Angry Qld public servants protest job cuts, MPs pays

IT'S been roughly a year since thousands of dissatisfied public servants flocked to Queensland Parliament to protest against the Newman Government's job and service cuts.

And judging by a similar rally in the same place on Tuesday night, it appears things have not yet changed.

While protestors were generally motivated by the same reason, Tuesday's rally included strong condemnation of a hefty pay rise for Queensland MPs, which was said to be unfair compared to the 2.2% offered to public servants.

More than 1000 people chanted "we will be sacking Campbell Newman in two years" as video messages played before the vocal crowd.

The video included clips from sacked and concerned government workers and a historical, pre-election clip from Premier Newman.

The crowd laughed as Mr Newman spoke of no forced redundancies and union members having the "support unit to get the job done".

Child safety staffer Jo O'Shanesy told the sign-wielding crowd staff reductions would mean slower responses for children.

"Front-line workers, support workers are not being back-filled and they have been sacked," she said.
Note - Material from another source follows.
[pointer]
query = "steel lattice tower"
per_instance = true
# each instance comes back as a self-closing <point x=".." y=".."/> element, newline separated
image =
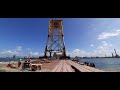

The space outside Queensland Parliament has become the stomping ground for displeased workers since the LNP's election last year with union and interest groups taking part in countless protests.

Together union president Vivienne Doogan said an "awful lot" had happened since last year's twilight rally.

"We are now stronger then ever and angrier than ever," she said.

Ms Doogan took a swipe at legislation introduced into Parliament only hours prior to deal with a 42% pay rise for MPs.

The increase came after Crown Law revealed a pay freeze on members' wages in 2009 was unlawful.

In the past Queensland MPs' salaries was $500 less than their House of Representatives counterparts.

But the new legislation will sever that link and make way for an independent remuneration tribunal to set MPs salaries.

The tribunal has until October to make a determination on office bearer salaries, which are backdated to July 1.